Petrolettes In History: Bessie Coleman

Over a century ago, an icon named Bessie Coleman was born. Bessie was the world’s first African American woman pilot, and the first African American to earn an international pilot’s license. Born in January of 1892, she entered our world with an innate yearning to “amount to something,” no matter the odds stacked against her. And those odds stood substantially against her, both as an African/Native American and a female of the South before the era of Civil Rights in America.
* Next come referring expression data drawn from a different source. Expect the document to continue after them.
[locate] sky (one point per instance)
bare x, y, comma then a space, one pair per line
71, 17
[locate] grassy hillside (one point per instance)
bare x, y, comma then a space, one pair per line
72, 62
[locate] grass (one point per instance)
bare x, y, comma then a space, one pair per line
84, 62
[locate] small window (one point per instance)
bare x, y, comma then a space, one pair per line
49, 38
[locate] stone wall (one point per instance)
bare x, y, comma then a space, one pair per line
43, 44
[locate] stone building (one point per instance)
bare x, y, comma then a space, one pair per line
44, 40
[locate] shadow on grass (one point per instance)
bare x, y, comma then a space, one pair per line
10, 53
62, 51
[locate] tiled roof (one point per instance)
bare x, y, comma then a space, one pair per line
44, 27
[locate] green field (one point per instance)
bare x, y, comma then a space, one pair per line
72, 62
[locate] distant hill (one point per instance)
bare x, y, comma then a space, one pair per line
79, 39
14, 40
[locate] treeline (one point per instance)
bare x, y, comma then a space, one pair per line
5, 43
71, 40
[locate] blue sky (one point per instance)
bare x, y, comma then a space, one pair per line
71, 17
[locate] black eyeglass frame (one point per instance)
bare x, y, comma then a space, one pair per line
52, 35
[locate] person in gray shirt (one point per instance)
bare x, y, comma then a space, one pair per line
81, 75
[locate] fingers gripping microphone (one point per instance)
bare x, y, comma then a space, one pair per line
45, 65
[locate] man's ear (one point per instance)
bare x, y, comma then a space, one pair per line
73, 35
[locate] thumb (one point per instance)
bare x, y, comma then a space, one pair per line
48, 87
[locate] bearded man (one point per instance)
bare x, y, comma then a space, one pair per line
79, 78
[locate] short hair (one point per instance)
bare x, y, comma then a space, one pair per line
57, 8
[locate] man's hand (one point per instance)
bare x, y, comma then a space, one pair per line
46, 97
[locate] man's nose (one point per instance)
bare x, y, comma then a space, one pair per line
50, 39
While the Emancipation Proclamation was set into effect, African Americans were still fighting an uphill battle at the turn of the century in order to gain their basic rights as citizens of the United States. Turmoil stirred throughout the black communities as racism grew rampantly with the rise of the violent extremist groups such as the Ku Klux Klan and the enforcement of “Jim Crow laws” leading to segregation in public facilities. With little to no rights, most blacks were subjected to a life poverty and in order to have any chance at livelihood many black Southerners took jobs on White-owned lands as sharecroppers, reverting back to a life of slavery under the guise of “indebtedness.”

As the child of sharecroppers, Bessie by no means had a ticket to success. In a world where every right was being pried away and people were dying left and right due to the color of their skin, her story brings about a true lesson of tenacity and the power of having a dream.